Pero hay que entender una cosa que rara vez entendieron ni siquiera los conquistadores. Cuando se trata de México, hay una realidad, que es la de los gobiernos y la del poder establecido, y otra realidad, que es la que sobrevive, la que importa de verdad: la forma en que reacciona el pueblo de México.

La gran pregunta es: ¿qué hicimos en estos 56 años? La gran cuestión pendiente de resolver es si estamos mejor o peor; si aprendimos algo de 1970, de 1986 y de todos los traumas acumulados que nos trajeron hasta aquí o si el país hoy está peor de lo que estaba antes.

Ahora, tras la revolución tecnológica, el México de nuestros hijos, que extrañamente conocemos menos de lo que creemos, y en algunos casos el México de nuestros nietos, tiene componentes evidentemente distintos a los de otras épocas. Le toca vivir otra velocidad, otra violencia, otra incertidumbre y otra forma de poder. Sin embargo, las constantes de supervivencia, de resiliencia, de superación y de dignidad siguen ahí. Con todo y todo, lo mejor que tiene México sigue siendo su pueblo. Esa es la mayor constatación.

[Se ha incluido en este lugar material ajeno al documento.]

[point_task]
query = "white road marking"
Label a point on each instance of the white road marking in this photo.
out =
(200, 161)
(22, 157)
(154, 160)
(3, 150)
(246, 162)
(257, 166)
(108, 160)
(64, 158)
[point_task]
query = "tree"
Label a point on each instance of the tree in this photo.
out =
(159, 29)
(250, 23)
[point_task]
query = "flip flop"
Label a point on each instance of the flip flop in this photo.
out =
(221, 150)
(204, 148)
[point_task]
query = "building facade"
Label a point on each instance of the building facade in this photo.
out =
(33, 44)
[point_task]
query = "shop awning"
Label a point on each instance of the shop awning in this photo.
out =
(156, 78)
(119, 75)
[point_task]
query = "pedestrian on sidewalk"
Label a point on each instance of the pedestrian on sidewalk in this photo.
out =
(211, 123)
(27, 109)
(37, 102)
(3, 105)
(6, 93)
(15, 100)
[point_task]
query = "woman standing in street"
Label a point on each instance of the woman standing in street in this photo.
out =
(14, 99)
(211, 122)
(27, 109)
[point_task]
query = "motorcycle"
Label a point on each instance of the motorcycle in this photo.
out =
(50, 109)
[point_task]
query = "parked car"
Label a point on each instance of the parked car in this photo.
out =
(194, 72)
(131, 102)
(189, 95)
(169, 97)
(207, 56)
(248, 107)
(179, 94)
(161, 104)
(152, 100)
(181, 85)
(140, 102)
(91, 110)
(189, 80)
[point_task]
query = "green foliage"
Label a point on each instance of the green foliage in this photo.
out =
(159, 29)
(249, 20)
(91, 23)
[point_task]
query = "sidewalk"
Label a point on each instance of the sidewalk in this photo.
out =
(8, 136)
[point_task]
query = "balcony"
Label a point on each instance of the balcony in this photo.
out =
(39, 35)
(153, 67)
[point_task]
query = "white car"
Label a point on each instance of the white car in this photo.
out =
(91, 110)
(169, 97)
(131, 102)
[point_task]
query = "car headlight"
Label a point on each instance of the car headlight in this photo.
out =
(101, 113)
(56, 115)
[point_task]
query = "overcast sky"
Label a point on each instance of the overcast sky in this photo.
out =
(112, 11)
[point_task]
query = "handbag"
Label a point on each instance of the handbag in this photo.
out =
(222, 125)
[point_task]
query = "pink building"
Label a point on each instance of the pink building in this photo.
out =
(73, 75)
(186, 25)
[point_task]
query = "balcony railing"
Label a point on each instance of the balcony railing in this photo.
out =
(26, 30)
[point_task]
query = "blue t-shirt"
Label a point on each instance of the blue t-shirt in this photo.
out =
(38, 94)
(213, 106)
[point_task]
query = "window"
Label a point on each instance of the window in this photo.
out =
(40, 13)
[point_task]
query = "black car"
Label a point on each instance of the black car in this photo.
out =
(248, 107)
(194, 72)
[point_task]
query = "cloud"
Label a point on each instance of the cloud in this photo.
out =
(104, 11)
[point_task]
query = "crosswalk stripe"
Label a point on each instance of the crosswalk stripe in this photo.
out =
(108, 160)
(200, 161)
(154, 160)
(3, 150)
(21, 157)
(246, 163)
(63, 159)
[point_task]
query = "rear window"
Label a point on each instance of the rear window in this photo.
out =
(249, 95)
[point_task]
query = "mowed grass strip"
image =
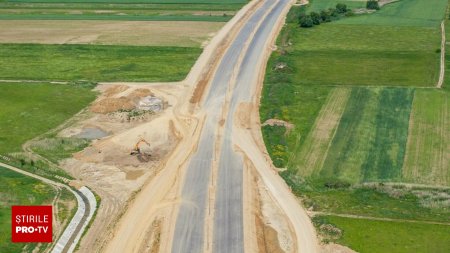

Un Mundial no solo es una oportunidad para reflejar a los gobiernos. Es, sobre todo, un evento que sirve para demostrar el sentido de supervivencia de las sociedades que lo albergan. En este sentido, el futbol no es de ningún gobierno: es de los pueblos. Con independencia de quién lo usa, quién abusa de él y quién intenta apropiarse de su beneficio. También con independencia del penoso espectáculo de sacrificar a los pequeños para plegarse a las exigencias de todos los grandes.

México vuelve a organizar un Mundial, pero la pregunta de fondo no está en la cancha. Está en el país que llega a esa cancha. Está en la memoria de 1968, en los escombros de 1985, en las madres que buscan a sus hijos, en la violencia que no cesa y en una sociedad que, pese a todo, vuelve a demostrar que todavía tiene una reserva moral, emocional y colectiva que ningún gobierno ha sabido explicar del todo.

Cada Mundial mexicano ha sido algo más que futbol. Ha sido una prueba de carácter. En 1970, frente a la represión. En 1986, frente a la tragedia. En 2026, frente a la violencia, la incertidumbre y la desconfianza. Y en los tres casos, la respuesta más importante no ha venido del poder, sino de la gente.